Monday 20 February 2017

I'm So OCD Because...

I'm So OCD Because...  OCD Action week of action OCD UK mental health wellbeing depression quiz anxiety bloggers am I OCD?

1. I can't eat in college at all. Meaning that I go 12 hours without food every single day. Due to this I have meal replacement drinks instead 
2. I can't eat anything without using knives and forks. Which means in public I have to eat with plastic cutlery
3. I wash my hands continuously. Sometimes it's 20 or 30 times. Sometimes it takes half and hour. Sometimes I have to do it till it feels just right 
4. I have to check the door 50 or so times before I leave the house until it feels just right 
5. I can't work at a table in college until I've wiped it down with an anti-bac wipe 
6. I have to wear gloves when I leave the house, whatever the weather, hot or cold 

7. My feet and elbows are excellent at opening doors and flushing toilet handles. 
8. Public toilets terrify me, so I avoid them at all costs. 
9. My hands are sore, bleeding and cracked because of the over washing 
10. I struggle to touch people. I'm not too bad with hugging but kissing and holding hands is a massive no 
11. Which currently puts any form of relationship off limits 
12. As a result, I spend a significant amount of my time alone
13. I have poured neat bleach over my hands. Sometimes up to five times a day.
14. I've struggled to sleep because I would wake up in the night in a panic that I wasn't clean enough.
15. I hoard empty hand sanitizer bottles in the fear that if I throw one away something bad will happen 
16. What and where I eat is decided on the ease of eating that food with cutlery.
17. For example, I eat crisps with a spoon. I try to avoid crisps when I'm out and about because I get a lot of stares 
18. As a child, I was paranoid of the house catching fire or people breaking in. 
19. I was always asking my mum for reassurance that the door was locked be the smoke detector was in

I'm So OCD Because... OCD Action UK bloggers blog quiz am I ? depression mental health wellbeing anxiety

20. I have anxiety and panic attacks 
21. Sometimes I burst into tears, start rocking back and worth and start hyperventilating 
22. Other times I go really quiet.
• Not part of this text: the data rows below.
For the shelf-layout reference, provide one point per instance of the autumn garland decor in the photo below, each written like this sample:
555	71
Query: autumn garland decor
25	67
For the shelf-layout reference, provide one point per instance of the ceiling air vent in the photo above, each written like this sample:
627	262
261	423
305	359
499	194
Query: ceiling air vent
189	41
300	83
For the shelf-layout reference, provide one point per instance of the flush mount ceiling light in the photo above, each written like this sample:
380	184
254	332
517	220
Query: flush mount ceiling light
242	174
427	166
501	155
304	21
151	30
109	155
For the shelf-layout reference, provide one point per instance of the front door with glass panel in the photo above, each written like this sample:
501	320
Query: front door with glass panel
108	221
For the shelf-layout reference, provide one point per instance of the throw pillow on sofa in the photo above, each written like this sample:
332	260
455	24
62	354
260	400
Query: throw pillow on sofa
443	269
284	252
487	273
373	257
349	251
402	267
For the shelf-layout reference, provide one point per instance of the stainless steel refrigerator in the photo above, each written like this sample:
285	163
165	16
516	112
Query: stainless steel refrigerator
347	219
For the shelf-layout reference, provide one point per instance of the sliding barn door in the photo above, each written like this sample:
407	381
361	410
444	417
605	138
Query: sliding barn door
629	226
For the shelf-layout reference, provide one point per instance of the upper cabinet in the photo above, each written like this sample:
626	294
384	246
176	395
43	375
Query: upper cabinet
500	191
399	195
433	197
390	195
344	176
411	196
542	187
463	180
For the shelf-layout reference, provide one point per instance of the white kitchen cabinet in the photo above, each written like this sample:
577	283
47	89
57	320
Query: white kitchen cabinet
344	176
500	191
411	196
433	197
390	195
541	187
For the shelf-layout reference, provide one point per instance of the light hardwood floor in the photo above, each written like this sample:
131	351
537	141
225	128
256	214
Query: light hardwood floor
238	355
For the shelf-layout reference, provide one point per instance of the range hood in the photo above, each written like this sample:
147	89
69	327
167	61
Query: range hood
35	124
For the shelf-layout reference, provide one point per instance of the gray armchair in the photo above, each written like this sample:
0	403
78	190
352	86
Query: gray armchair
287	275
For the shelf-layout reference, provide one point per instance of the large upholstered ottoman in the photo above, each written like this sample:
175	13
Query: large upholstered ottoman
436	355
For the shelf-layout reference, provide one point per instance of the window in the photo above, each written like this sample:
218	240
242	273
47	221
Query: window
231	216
I don't move and stare into the distant 
23. And sometimes I have a fit of anger and rage. Afterwards, I break down 
24. Panic attacks mean that I miss a lot of lessons at college and sometimes can't even get to the lesson at all. 
25. Going to public places and using public transport scares me a lot
26. I get panicky in places that I can't escape easily. I worry that people are going to be sick and I won't be able to get away 
27. I sweat and overheat in the summer as I have to wear long sleeves to cover my hands to avoid me getting contaminated 
28. I can't even hug or kiss my own parents
29. I've sprayed my hands continuously with antibacterial surface spray.
30. I have come incredibly close to burning myself because I've refused to touch the kettle handle with my hand and instead use my jumper. 

One of my friends, Rich did a blog post just like this a few weeks back. You can read that post HERE. Both rich and I suffer from OCD. When reading his post, I found that I could relate to it a lot. I loved the twist on the post. Using the phrase "I'm so OCD" which is often used in such a loose and misunderstood way to accurately highlight the reality of what it's like to live with OCD. 

This week (20-26th Feb) is OCD actions, week of action in which they focus on taking action to get help for your OCD, to help others with OCD and to have meaningful conversations about OCD. Lots are going on in OCD Actions HQ this week and right across the country to help fundraise money for OCD Action, which proves second to none support for those suffering from, Obsessive Compulsive Disorder. If you would like to find out more about the work OCD Action do, you can check them out HERE, follow them on Facebook HERE and TWITTER HERE.

In light of OCD Action week, I thought I would share 30 reasons why "I'm so OCD" and actually hopefully help you understand that OCD isn't all about being neat, tidy and organised it's actually a severe mental illness that completely tears life's apart. Hopefully, by continuing to talk about my own experiences with OCD, I will encourage others to do the same and maybe, just maybe, over time help reduce the stigma.